Thiamine is essential for carbohydrate metabolism and energy production. It helps convert pyruvate to acetyl coenzyme A (CoA), which initiates nerve impulse propagation. TD may cause cardiac ("wet") or neurological ("dry") or beriberi. Symptoms for dry beriberi in infants are initially nonspecific: anorexia, vomiting or gastroesophageal reflux, malaise, and weakness. Some of the earliest more specific findings—hoarse cry and grunting—result from vocal cord dysfunction due to impaired nerve propagation.
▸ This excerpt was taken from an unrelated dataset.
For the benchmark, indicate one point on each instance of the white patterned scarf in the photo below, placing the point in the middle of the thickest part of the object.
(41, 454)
Infants may present with seizure, nystagmus, ptosis, moaning, and altered consciousness. With wet beriberi, symptoms include cardiomegaly, tachycardia, and palpitations. Since the presentation of TD in infants is nonspecific, this easily treated but potentially fatal diagnosis is often overlooked in favor of infectious or congenital causes. TD can be diagnosed by evaluating blood levels, but this is unreliable and not available in many settings. The diagnosis may be made if symptoms improve a few hours after thiamine administration.
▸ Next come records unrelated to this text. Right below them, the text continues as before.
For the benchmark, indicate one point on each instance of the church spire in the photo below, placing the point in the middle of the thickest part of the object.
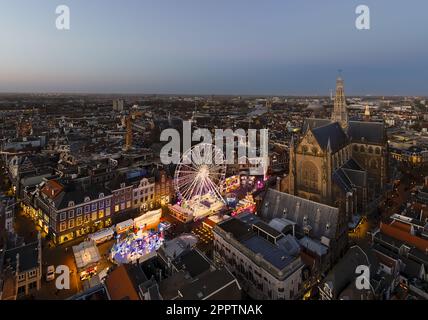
(367, 113)
(340, 113)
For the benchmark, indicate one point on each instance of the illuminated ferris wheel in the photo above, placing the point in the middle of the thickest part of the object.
(201, 172)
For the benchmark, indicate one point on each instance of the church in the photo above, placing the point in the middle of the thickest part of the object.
(340, 162)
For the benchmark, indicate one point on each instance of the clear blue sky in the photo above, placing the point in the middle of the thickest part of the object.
(214, 47)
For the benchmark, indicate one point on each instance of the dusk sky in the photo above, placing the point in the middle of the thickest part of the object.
(276, 47)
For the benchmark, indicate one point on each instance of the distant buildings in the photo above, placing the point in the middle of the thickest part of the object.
(118, 105)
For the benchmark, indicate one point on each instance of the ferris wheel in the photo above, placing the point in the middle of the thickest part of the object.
(201, 171)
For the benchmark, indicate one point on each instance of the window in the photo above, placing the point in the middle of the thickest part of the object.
(32, 285)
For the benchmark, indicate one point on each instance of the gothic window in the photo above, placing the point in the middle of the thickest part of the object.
(373, 164)
(310, 175)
The primary sonographic finding is bilateral symmetric hyperechogenicity in the BG, possibly due to edema. Before age 2 months, the BG may be only mildly hyperechoic. Later they may appear as echogenic as the choroid plexus. The putamina are affected in all patients, whereas the caudate and thalamus show variable involvement. Patchy increased echogenicity in the parenchyma is rare. Ultrasound findings may resolve entirely, or there may be residual echogenic foci in the basal ganglia as in this case. Hemorrhage may occur in the BG, but is usually unilateral and more rounded. With global ischemia, echogenic periventricular white matter is more striking than with TD. Encephalitis may cause focal edema.

References

  1. Rolfe M et al. Urban beri-beri in The Gambia, people in Africa. Machakos, Kenya, 1994. West Africa. The Transactions of the Royal Society of Tropical Medicine and Hygiene, 1993, 87:114-115.
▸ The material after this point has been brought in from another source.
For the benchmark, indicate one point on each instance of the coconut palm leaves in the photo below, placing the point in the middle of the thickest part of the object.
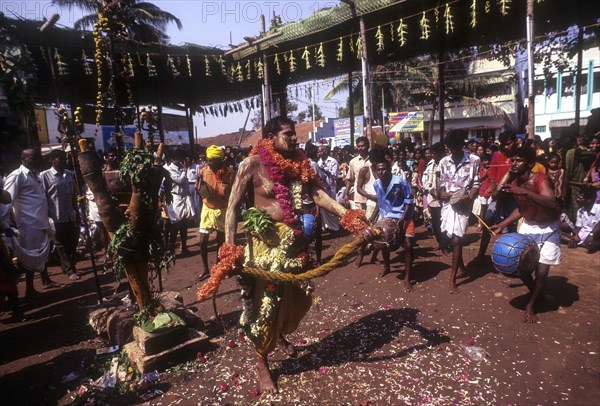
(143, 21)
  2. Hiffler, L., Rakotoambinina, B., Lafferty, N., & Martinez Garcia, D. (2016). Thiamine Deficiency in Tropical Pediatrics: New Insights into a Neglected but Vital Metabolic Challenge. Frontiers in Nutrition , 3 . doi: 10.3389/fnut.2016.00016
  3. Wani, N. A., Qureshi, U. A., Ahmad, K., & Choh, N. A. (2016). Cranial Ultrasonography in Infantile Encephalitic Beriberi: A Useful First-Line Imaging Tool for Screening and Diagnosis in Suspected Cases. American Journal of Neuroradiology , 37 (8), 1535–1540. doi: 10.3174/ajnr.a4756
  4. Johnson CR, Fischer PR, Thacher TD, Topazian MD, Bourassa MW, Combs GF, Jr. Thiamin deficiency in low- and middle-income countries: Disorders, prevalences, previous interventions and current recommendations. Nutr Health 2019;25:127-51.